Демонтаж традиционного нормального человеческого социума начался с церкви, ее либо вытеснения, либо выхолащивания до степени современного супермодернизированного неокатоликопротестантизма. Выхолащивание исторического государства, суверенитета, иерархии, власти. Эта замечательная либеральная пошлость о государстве как о «ночном стороже», нанятом нами обслуживающем персонале — идеальный способ вскрытия суверенитета, обессмысливания его защиты, любых жертв ради нее, то есть национальной обороны как таковой. Последним рубежом даже для тех, для кого уже десакрализованы церковь, государство, национальная история и ответственность перед исторической памятью, таким последним рубежом становится семья. Семью как-то очень жалко.
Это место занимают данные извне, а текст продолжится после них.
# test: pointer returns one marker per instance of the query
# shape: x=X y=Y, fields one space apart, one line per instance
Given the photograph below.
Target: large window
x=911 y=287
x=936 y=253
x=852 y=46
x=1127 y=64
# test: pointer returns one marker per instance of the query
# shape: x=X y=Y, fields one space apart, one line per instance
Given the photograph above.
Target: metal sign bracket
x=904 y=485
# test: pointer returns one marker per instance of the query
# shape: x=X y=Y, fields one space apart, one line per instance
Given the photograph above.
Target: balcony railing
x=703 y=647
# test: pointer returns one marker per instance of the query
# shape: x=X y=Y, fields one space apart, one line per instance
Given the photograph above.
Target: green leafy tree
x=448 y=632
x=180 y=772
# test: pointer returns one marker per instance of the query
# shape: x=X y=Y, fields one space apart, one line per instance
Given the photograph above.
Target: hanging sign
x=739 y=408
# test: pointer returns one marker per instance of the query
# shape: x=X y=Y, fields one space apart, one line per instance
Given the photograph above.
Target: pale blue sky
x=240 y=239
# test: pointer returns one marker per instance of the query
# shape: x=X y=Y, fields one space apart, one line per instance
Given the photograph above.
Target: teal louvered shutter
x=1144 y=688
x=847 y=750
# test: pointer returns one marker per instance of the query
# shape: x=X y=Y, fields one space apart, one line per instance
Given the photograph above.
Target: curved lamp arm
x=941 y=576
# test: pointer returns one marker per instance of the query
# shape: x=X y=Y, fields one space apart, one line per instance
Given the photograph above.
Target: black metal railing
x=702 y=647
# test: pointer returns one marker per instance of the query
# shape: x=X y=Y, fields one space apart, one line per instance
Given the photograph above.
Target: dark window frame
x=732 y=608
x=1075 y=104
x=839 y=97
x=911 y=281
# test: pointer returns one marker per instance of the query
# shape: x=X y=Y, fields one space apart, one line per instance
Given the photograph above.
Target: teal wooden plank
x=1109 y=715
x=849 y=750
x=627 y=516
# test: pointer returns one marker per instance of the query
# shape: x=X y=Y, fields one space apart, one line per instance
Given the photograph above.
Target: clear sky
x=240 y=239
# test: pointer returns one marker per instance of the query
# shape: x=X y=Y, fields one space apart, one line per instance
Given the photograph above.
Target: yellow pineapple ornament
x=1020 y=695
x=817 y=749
В нашей норме это все-таки некое интимное пространство, куда не принято пускать посторонних без каких-то уже совершенно вопиющих самоочевидных причин. Для которых, кстати, вполне достаточно действующего законодательства. Семья в нормальном человеческом обществе — это основа, семья всегда права, пока она семья. В нормальном обществе ситуация, когда дети апеллируют через головы родителей к неким специально уполномоченным инстанциям, ненормальна. И у нас так и не будет. И любому, кто понимает, как устроено нормальное общество, и не стремится его разрушить, это понятно. И тем более это понятно Путину — президенту большинства.

Чтобы разрушить традиционный социум и создать новый, более прогрессивный, нужно отменить, убить понятие нормы, связанное с Традицией. Именно поэтому такое глобальное циклопическое значение приобрела идея защиты прав, а по сути привилегий, сексуальных меньшинств. Дело тут совсем не в страданиях отдельных нетрадиционно ориентированных граждан и их массовых скоплений. Дело в том, что это отличный мощнейший инструмент уничтожения нормы как таковой, как понятия. Общество в принципе становится анормальным, и после этого с ним можно делать уже все что угодно.

Получается, что ни политика, ни экономика, ни идеология, ни социально-бытовые эксперименты над населением не создали той энергетики сопротивления, которую породило довольно-таки тихое навязывание чуждой нашей традиции ювенальной системы. Сработал родительский, человеческий инстинкт, существование которого опровергают либерастические догмы ювенальщиков. Этот инстинкт — основа для мировоззренческого консенсуса, от которого можно двигаться вспять, восстанавливая, ресакрализуя власть, государство и церковь. Вначале большевики как первые сверхмодернисты были первыми прародителями современной ювенальной системы, разрушая традиционную семью и превращая детей в некий внутрисемейный «комбед» классических павликов морозовых. Что, кстати, хорошо передает раннебольшевистская наглядная агитация. Так что у нынешних ювенальщиков в России есть вполне достойные предшественники.